Everett Collection /
19 June 2014Copyright

Lady Gaga wins ‘Judas’ copyright suit

A lawsuit in which pop star Lady Gaga was accused of ripping off a songwriter’s composition has been dismissed after a judge ruled that the songs in question were “utterly dissimilar”.

Singer Rebecca Francescatti, who filed the lawsuit at the US District Court for the Northern District of Illinois, alleged that Gaga’s 2011 hit ‘Judas copied the music in and the title of her song, ‘Juda’, released 13 years before.

However, Judge Marvin Aspen ruled that the songs do not have common lyrics, had different themes and sounded nothing alike.
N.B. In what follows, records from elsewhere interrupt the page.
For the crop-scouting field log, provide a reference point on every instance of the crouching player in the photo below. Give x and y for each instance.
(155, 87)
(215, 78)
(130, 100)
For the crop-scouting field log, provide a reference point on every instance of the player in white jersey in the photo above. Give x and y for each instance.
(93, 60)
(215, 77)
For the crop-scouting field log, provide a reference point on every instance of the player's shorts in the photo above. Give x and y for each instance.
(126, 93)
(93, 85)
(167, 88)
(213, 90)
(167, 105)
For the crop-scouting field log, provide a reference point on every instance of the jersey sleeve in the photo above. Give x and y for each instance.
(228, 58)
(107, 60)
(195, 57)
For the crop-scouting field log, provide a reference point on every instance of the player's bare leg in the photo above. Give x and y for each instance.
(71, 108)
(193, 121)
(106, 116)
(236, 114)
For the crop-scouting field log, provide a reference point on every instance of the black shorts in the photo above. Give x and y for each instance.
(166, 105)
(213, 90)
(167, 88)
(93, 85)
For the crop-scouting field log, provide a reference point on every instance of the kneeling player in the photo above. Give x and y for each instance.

In a summary judgment, issued on June 17, Aspen concluded that “no reasonable fact finder” could detect similarities between the songs.

“Simply listening to the songs, as the law requires, reveals their utter lack of similarity,” Aspen wrote.

Francescatti filed the lawsuit in 2011, shortly after the release of Gaga’s album ‘Born this way’, on which the track ‘Judas’ appears.

The court heard that Francescatti worked with recording engineer Brian Gaynor, who went on to work with, and help pitch ideas to, Lady Gaga.

However, Aspen wrote that there was not enough evidence that Gaga could have heard or known about Francescatti's song before publishing ‘Judas’.

In a statement to the Chicago Tribune, Charles Ortner, Gaga’s attorney, said she was “pleased” that the court concluded, after a thorough analysis, that the lawsuit lacked “any basis in law or fact”.

Christopher Niro, an attorney for Francescatti, said the singer and her attorneys were disappointed by the ruling.

The case is not the first time Gaga has been in an IP-related dispute.

In October last year, WIPR reported that the singer, whose real name is Stefani Germanotta, had complained over a brand of jeans called Gagajeans.

Philip Scott, who designed the blue jeans, which had a horizontal zip open crotch, was forced to rename the product as Easy Access Pheiress Jeans.